La musique d’Akosh S., organique, furieuse, criante (et criarde -Akosh S. joue du cri, littéralement, d’ailleurs c’est marqué sur la pochette), se veut être la mise en forme d’un grand vent de liberté sur une mémoire traditionnelle, le folklore hongrois. Laissons de côté, dès à présent, l’aspect inévitablement militant de cette musique (militantisme politique, d’abord -on connaît la petite histoire de l’artiste émigrant, sans-papier, pris sous son aile par Bertrand Cantat, le chanteur de Noir Désir…- et musical, ensuite -il reste, apparemment, des intégristes à convaincre que le jazz tend naturellement aux mélanges- et restons-en aux seules sensations de l’écoute. Les mélodies sont belles, les rythmes essentiels, les sonorités remarquablement mariées, les couleurs obsédantes.

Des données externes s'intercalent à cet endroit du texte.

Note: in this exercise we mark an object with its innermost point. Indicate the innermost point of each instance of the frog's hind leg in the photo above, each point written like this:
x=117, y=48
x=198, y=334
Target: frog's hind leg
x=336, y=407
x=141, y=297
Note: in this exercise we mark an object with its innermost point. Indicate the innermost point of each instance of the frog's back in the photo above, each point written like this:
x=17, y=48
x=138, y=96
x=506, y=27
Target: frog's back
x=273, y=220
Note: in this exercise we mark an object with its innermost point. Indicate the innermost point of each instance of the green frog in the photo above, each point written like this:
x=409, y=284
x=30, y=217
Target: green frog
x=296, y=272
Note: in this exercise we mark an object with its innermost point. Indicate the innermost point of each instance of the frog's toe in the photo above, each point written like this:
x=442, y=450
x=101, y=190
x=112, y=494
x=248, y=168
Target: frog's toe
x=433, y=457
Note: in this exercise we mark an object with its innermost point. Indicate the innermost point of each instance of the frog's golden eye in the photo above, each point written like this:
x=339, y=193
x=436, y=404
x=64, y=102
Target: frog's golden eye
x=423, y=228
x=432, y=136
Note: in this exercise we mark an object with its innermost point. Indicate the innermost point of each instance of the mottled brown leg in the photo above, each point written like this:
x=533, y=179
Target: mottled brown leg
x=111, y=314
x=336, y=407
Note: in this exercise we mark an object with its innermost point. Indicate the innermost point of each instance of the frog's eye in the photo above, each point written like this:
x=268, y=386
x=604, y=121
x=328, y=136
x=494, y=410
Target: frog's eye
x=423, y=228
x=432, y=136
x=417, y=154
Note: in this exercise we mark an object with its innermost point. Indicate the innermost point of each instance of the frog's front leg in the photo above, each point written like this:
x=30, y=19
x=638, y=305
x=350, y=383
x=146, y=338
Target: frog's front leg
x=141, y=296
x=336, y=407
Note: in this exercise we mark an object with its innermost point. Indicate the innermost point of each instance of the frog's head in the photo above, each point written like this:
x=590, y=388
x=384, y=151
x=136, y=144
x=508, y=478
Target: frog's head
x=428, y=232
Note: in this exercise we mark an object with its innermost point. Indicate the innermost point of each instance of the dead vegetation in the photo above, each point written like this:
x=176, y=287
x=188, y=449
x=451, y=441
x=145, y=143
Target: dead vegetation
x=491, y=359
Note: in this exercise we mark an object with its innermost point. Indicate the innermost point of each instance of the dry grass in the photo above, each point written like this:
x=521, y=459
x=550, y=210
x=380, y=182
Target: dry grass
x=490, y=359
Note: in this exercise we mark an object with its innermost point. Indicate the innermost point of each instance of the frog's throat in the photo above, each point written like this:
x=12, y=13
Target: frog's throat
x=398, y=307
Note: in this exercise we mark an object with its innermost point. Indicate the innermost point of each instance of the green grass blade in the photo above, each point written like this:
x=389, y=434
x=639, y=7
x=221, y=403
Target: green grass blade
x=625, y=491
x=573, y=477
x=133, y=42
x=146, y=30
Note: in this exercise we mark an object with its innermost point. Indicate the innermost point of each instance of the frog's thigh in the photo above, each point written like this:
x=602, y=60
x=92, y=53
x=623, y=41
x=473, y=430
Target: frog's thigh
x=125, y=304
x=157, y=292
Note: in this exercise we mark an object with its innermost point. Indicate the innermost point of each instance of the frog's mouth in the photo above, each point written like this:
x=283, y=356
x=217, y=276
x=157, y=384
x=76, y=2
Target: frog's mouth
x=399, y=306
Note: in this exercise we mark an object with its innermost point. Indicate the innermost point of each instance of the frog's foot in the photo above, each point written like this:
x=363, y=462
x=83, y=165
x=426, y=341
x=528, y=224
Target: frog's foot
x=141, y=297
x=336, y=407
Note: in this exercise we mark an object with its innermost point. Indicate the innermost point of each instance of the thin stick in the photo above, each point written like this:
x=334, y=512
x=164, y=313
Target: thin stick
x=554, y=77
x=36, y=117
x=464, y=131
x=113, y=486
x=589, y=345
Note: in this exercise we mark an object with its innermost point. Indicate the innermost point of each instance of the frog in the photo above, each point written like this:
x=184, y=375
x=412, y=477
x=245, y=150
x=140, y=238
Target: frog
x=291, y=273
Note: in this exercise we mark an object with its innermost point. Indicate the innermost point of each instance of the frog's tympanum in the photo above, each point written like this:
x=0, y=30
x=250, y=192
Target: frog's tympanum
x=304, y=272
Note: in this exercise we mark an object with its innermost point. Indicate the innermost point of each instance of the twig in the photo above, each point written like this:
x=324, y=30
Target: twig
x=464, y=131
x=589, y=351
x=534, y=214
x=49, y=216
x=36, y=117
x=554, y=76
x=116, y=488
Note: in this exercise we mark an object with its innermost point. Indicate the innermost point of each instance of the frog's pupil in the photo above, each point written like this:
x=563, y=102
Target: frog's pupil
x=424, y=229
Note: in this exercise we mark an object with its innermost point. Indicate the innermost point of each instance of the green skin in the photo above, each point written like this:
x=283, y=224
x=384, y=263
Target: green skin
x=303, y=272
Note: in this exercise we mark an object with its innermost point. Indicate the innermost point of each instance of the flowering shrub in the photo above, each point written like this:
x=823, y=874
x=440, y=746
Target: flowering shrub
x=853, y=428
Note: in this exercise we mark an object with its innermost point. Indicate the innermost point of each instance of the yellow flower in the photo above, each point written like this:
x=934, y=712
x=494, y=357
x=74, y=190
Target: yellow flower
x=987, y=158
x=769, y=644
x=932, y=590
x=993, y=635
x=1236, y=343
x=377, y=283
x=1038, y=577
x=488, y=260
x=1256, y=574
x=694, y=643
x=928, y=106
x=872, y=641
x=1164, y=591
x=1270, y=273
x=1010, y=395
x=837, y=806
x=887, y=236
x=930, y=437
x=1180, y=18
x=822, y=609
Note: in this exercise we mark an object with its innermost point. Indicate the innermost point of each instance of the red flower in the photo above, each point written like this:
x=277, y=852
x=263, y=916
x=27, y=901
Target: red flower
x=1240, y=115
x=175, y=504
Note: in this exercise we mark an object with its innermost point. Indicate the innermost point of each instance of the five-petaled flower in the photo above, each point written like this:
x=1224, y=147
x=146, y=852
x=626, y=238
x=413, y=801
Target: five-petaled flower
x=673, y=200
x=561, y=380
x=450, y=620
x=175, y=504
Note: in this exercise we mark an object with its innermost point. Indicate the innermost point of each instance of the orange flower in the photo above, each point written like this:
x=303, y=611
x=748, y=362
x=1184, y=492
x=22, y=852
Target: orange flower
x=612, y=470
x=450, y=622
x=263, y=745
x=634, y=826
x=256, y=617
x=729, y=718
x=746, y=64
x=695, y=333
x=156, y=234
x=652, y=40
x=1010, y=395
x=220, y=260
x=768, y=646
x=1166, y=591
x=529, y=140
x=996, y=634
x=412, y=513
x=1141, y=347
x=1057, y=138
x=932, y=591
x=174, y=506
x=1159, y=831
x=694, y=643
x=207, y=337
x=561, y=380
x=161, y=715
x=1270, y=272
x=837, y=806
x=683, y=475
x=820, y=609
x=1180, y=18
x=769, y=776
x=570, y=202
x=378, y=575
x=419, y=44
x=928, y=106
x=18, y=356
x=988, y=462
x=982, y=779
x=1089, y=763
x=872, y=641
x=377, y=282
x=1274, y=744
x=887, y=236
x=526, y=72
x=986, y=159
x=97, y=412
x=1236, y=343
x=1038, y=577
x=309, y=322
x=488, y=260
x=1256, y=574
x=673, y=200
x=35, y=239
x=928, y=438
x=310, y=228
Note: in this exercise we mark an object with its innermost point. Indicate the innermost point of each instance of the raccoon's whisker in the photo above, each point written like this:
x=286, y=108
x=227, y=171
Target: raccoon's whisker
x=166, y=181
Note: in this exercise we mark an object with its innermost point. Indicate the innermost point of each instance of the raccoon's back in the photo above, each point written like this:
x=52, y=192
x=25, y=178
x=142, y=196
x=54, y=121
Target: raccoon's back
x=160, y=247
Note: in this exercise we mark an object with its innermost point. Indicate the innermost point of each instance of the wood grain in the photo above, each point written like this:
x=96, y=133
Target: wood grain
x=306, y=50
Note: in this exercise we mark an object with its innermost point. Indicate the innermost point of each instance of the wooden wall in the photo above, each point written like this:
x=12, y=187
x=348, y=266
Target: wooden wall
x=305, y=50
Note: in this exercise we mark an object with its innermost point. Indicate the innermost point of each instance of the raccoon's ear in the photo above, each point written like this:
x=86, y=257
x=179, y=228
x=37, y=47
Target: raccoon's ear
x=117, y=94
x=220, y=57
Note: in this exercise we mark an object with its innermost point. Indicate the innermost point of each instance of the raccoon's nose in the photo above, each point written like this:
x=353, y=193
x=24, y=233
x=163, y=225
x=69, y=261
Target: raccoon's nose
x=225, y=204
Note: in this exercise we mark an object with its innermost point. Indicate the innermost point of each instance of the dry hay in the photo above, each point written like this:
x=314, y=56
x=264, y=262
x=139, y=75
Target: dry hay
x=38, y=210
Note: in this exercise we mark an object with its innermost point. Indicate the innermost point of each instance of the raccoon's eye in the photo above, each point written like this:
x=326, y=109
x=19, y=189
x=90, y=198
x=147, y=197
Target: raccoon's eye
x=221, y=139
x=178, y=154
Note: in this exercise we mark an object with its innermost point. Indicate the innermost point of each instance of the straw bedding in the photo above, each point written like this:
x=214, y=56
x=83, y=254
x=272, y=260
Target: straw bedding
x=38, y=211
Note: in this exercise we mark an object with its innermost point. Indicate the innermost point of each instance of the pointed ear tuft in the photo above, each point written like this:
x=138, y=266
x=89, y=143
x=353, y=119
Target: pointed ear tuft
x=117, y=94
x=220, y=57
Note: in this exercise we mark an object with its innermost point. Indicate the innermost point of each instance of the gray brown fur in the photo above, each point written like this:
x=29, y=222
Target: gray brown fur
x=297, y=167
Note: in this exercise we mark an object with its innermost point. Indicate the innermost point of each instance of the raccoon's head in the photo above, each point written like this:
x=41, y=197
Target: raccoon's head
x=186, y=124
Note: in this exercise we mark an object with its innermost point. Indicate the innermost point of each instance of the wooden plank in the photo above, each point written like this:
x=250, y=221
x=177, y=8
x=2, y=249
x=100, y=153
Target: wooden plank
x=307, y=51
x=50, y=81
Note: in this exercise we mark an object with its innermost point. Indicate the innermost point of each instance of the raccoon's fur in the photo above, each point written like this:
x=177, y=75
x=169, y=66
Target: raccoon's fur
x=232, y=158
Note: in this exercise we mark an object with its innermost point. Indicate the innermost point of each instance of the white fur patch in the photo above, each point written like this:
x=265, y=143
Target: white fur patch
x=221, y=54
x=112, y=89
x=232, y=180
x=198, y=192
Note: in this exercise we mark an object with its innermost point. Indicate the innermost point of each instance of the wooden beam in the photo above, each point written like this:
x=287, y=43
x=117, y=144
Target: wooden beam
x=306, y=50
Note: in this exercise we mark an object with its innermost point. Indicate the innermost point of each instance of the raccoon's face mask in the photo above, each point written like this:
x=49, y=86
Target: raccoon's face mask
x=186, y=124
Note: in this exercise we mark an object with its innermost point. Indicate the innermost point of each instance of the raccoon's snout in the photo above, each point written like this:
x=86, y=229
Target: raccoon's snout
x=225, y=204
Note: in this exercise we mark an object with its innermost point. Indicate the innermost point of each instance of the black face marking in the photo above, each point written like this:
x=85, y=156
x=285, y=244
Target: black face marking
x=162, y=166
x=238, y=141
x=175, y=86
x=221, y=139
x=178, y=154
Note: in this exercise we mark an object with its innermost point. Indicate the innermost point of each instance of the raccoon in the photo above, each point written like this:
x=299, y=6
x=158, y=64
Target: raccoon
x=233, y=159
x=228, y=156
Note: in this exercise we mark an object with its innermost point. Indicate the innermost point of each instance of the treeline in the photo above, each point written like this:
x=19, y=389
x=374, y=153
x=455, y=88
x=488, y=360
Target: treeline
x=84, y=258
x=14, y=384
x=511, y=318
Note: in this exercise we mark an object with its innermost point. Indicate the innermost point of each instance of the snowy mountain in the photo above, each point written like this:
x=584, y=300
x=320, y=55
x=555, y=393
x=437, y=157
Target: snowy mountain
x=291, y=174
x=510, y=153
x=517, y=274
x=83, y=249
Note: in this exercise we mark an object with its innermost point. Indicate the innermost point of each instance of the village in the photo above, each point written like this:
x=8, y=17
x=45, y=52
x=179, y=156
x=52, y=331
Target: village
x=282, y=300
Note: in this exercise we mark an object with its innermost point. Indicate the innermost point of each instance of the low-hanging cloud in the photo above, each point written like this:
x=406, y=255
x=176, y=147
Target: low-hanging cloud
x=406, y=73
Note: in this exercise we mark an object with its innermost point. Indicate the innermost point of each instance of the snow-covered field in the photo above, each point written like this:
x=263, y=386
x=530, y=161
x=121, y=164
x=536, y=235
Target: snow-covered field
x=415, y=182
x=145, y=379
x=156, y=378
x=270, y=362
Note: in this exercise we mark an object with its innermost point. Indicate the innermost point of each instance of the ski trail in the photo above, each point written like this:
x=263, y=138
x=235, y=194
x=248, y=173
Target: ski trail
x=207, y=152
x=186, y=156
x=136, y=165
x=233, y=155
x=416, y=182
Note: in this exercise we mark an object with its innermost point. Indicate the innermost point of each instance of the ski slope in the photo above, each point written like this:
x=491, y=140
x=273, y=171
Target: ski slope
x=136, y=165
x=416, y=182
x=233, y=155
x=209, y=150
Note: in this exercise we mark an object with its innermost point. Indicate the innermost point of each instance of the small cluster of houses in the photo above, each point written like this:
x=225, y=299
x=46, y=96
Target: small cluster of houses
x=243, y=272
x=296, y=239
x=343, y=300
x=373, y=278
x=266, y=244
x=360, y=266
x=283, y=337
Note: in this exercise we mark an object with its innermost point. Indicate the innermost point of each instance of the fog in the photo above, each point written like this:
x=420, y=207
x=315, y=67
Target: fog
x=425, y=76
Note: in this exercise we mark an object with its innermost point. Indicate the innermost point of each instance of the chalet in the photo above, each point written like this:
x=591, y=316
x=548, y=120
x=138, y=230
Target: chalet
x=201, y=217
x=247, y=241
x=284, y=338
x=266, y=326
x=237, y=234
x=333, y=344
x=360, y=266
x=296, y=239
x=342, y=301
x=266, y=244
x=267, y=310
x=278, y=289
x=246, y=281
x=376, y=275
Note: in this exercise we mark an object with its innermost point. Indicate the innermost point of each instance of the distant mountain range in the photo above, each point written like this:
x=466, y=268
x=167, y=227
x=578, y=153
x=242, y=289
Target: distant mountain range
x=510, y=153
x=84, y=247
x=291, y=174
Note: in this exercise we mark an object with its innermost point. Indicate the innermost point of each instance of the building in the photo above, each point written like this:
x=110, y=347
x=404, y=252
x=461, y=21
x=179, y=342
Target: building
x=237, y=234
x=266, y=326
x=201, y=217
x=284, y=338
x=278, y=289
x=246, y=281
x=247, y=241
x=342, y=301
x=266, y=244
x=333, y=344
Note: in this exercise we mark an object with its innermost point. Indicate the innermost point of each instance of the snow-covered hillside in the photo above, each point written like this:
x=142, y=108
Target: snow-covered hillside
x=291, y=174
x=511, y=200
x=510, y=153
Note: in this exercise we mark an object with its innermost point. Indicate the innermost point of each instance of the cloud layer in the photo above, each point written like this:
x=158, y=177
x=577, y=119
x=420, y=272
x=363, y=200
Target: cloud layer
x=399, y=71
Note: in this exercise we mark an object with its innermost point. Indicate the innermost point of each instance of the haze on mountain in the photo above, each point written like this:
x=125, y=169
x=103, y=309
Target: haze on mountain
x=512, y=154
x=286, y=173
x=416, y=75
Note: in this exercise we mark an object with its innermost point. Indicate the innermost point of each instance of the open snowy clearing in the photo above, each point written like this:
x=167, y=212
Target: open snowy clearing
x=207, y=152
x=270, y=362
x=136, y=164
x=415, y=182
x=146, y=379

Mais Akosh S., artiste officiel de la rébellion free-world fin de siècle, fonctionne comme une manufacture ; la spontanéité de sa musique souffre d’une irréductible impression de procédé et de préméditation dans la construction, la méthode, le principe. On nous avancera qu’il serait paradoxal pour le saxophoniste de mesurer des élans qui, justement, témoignent de sa liberté revendiquée. Là est bien le problème : conscient de la mesure, il prétend systématiquement à l’outre-mesure, y voyant la légitimation de son œuvre et la condition de l’étiquette qu’il trimballe avec lui depuis ses premiers (grands) travaux en leader. « Déconstruire pour mieux reconstruire, désapprendre après avoir appris, désorganiser et réorganiser » : de belles formules un rien éculées qui collent à merveille au projet de notre hongrois, projet qui tient tout à la fois de l’agence de voyage en cars non-climatisés, du prétendu artisanat à l’échelle industrielle aseptisée et du discours libertaire de façade. La sincérité d’Aksoh S. est noyée dans l’eau saumâtre des gages de mauvaise conduite qu’il veut à tout prix donner, quitte à en faire trop. Et pourtant, on sent que coule dans cette musique une sève exempte de tout dogmatisme, qui pourrait couler comme un torrent s’il n’y avait ces goulots d’étranglement… Akosh S. est donc un problème, statut que pourraient lui envier nombre de collègues qui, eux, ne sont rien. On attend toujours l’incendie promis par ce pyromane en puissance.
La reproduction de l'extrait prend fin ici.